Florida Study: Women Can Play Major Role In How Men View Fatherhood
February 12, 2001
GAINESVILLE, Fla. — Women can play a major role in how men view their role in making babies and the responsibilities that come with it, a new University of Florida study shows.
“The young men we interviewed provide numerous examples of how the kind of relationships they were in and their partners’ views about sex and reproduction definitely influenced them to think about or feel certain things,” said William Marsiglio, a UF sociologist who led the research.
The research should help social service providers and health-care professionals who want to help young men become better informed and more responsible about sex, contraception and paternity issues, Marsiglio said. The results appear in the current issue of the Journal of Marriage and the Family.
Marsiglio, UF nursing professor Sally Hutchinson and UF sociology graduate student Mark Cohan interviewed 37 single men from northeast and central Florida between the ages of 16 and 30 at length about how they first became aware of their ability to father children and how that awareness changed over time, as well as their thoughts, feelings and behavior in different romantic relationships.

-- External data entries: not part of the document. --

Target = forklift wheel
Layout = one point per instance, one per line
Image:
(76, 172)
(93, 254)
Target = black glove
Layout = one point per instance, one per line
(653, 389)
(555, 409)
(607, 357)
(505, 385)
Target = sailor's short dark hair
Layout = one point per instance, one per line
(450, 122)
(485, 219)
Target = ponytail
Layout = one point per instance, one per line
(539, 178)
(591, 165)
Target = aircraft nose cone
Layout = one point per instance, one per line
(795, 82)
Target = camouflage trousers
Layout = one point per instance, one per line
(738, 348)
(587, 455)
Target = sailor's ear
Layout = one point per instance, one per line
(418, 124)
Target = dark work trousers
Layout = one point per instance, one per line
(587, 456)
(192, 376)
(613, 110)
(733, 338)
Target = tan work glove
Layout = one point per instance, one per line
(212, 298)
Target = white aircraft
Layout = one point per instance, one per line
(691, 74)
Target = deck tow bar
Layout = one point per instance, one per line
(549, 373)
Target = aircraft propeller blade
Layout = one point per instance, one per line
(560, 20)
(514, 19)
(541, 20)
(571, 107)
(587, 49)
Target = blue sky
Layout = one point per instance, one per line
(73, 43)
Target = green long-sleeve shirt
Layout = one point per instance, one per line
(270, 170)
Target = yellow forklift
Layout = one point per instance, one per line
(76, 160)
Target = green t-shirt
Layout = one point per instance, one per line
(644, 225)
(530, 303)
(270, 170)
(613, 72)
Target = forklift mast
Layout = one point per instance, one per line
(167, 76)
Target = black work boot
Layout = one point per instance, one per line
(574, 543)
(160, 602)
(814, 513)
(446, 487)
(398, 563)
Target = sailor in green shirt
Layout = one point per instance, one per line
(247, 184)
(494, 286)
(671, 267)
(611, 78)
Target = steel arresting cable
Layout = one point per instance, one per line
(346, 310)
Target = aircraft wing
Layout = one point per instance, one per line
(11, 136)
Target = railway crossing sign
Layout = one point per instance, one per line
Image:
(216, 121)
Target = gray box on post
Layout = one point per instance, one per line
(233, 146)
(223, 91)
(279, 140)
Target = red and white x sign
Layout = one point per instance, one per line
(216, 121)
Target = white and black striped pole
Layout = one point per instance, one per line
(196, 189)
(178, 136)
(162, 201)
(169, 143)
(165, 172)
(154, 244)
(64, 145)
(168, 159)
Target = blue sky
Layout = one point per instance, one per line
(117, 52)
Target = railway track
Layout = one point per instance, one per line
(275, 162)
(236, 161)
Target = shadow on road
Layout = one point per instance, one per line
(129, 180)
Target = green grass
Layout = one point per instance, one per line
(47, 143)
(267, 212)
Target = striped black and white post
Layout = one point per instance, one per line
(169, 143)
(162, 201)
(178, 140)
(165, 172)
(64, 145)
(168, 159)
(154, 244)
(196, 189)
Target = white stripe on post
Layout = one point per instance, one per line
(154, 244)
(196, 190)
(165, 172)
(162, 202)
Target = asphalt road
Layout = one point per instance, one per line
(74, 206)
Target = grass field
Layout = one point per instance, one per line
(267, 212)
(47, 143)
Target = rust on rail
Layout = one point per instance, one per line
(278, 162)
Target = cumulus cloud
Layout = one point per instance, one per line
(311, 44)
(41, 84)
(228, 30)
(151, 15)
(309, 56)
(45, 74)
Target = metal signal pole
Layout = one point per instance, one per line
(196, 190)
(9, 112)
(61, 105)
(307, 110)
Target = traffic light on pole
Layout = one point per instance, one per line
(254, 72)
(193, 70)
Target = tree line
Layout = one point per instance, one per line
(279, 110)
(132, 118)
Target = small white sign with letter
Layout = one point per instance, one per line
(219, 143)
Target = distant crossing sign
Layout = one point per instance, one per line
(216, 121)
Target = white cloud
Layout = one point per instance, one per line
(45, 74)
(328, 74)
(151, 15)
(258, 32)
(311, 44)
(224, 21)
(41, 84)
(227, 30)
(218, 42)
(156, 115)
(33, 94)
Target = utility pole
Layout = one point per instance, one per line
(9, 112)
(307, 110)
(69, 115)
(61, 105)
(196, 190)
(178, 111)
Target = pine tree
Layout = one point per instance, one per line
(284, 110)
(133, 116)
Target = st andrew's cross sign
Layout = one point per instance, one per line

Some men reported having fantasies or daydreams about having children, and those fantasies and daydreams sometimes were tied to their relationships with their partners, Marsiglio said. A few couples fantasized together about what kind of offspring they might have, he said.
Women also influenced men when it came to pregnancy. One woman’s anxieties about getting pregnant led her partner to develop his own fears on the subject, Marsiglio said. At the other extreme, two men began to question their ability to procreate after former wives failed to become pregnant, he said.
For some men, a pregnancy scare heightened their awareness; only when faced with the prospect of becoming a father did they develop a deeper sense of what it meant to be a procreative man, the study found.
When talking about their readiness to become fathers, most men focused primarily on their own well-being or personal development, often reporting fears about not being able to complete their education or career plans, Marsiglio said. A smaller number expressed concern about how an unplanned pregnancy would affect the child’s well-being.
“The significance was first themselves, second the child and third the partners,” he said.
Some men said they were aware of their ability to procreate as early as age 10, but most reported developing the realization between 13 and 15, Marsiglio said.
“In a few cases, men found it a very important experience,” he said. “Some of them talked about it being scary and frightening and alerting them to a whole new way of looking at themselves.”
But most young men did not consider the knowledge a defining point in their lives because they recognized they were no different from their peers, Marsiglio said. One 23-year-old man who recalled his nonchalant reaction during a high school sex education class said, “I was thinking that every other guy in that class could do the same thing.”
Despite realizing they were not alone, the knowledge meant different things to different men. “Some have a procreative consciousness that they are aware of every day,” Marsiglio said. “Others don’t really think about it unless a particular situation arises.”
Unlike participants in survey research, men in the UF qualitative study shared personal stories about the meaning of procreation in great detail, Hutchinson said. The subjects didn’t fit the male stereotype of being inexpressive and reticent about sensitive issues, she said.
“I’ve done research for 25 years and I wasn’t sure what it would be like to interview a young teenage male, given my age and gender,” she said. “I was amazed at how forthcoming they were.”
In order to raise men’s awareness about procreation and the responsibilities that go with it, sex education programs in schools and community programs should provide young men opportunities to talk about the meaning and consequences of becoming fathers, Marsiglio believes.
“I’m optimistic we can reach males,” he said. “This study shows they want to talk about these issues and are willing to talk about them, so I think they’re teachable.”